Some beginner help with partitioning please.

Hey all

Im new to Linux and am trying to create dual boot system with XP and opensuse. I understand that partioning my drive divides it up, but thats where my knowledge ends, so maybe someone would be kind enough to help me out.

I have XP installed and defragged and checked the drive.

Ive run Gparted off a live CD as outlined in several tutorials, but I dont really understand the graphical interpretation that comes up. In the bar at the top, is the yellow area the section of the drive already used by XP? Am I supposed to partion the area that would contain XP? Will Opensuse be installed in the area marked hda1, or in “unallocated space”, or where? Or am I supposed to create 2 seperate green boxes, 1 for xp, another one for opensuse, and have no “unallocated” space?

Basically I dont understand that bar graph at the top of Gparted and how it relates to dividing up my hard drive, and whether I should be dividing into that “yellow” space.

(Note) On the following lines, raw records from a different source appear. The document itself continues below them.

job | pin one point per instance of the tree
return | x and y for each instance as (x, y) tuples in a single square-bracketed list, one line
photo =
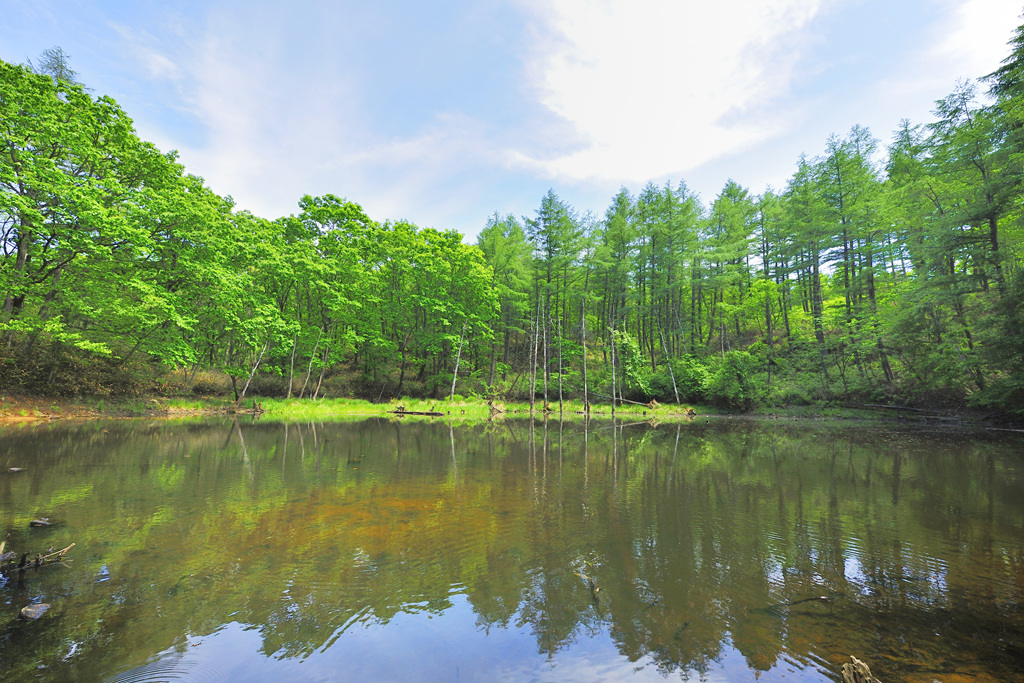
[(56, 63)]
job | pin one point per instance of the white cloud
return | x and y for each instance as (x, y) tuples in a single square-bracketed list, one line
[(654, 87), (141, 46), (974, 38)]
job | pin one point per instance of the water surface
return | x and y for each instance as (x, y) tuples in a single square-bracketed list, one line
[(380, 550)]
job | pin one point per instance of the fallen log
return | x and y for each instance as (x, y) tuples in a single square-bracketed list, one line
[(7, 563), (433, 414), (857, 672)]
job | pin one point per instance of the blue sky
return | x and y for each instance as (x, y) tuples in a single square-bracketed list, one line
[(442, 113)]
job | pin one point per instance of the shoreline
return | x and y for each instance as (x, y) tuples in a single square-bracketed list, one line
[(14, 410)]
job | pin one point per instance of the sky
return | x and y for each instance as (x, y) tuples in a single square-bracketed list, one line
[(444, 112)]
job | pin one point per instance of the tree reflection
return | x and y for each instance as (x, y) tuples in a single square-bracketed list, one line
[(679, 542)]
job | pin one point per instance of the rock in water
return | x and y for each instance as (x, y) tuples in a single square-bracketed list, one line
[(34, 611)]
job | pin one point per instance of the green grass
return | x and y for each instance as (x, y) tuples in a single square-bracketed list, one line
[(458, 410)]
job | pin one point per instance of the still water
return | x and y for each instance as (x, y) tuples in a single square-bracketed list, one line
[(380, 550)]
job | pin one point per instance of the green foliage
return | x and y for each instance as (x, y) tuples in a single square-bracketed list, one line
[(734, 381)]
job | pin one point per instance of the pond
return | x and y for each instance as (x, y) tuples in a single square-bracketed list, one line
[(417, 551)]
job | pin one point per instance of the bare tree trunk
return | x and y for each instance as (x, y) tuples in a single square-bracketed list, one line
[(291, 369), (259, 359), (559, 370), (458, 357), (309, 370), (672, 374), (583, 325), (612, 372)]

Since you’re new I’ll start this way.
First I hope you haven’t done any partitioning yet as once done is done. That said your question is the yellow area the section of the drive already used by XP? short answer yes.
Am I supposed to partion the area that would contain XP? No
Yes Opensuse will go into the unallocated space.
Now for you I’d STRONGLY ADVISE, if so far all you’ve done is defrag with no attempts at partitioning, is this.
When you start the installation & you get to the partitioning part IIRC, you’ll be presented with a recommended partition set up.
It’ll look something like this (in my example an 80G HDD)
/dev/sda1 NTFS 27.6G
/dev/sda2 swap 1.5G
/dev/sda4 ext4 24.4G home

That’s not exact but it’ll have stuff like that in it. You’ll have the option to accept that or try to set up your own partitions.
At this juncture in your Linux journey just accept the default that the installer gives you.
You shouldn’t lose any data from the XP side & the Opensuse side will be empty & ready to go.
You’ll learn about more about partitions as you grow in Linux,right now just get yourself going.
We’re here & we’re a good bunch of guys.
Finally, krizman Welcome to OpenSuse & its forum!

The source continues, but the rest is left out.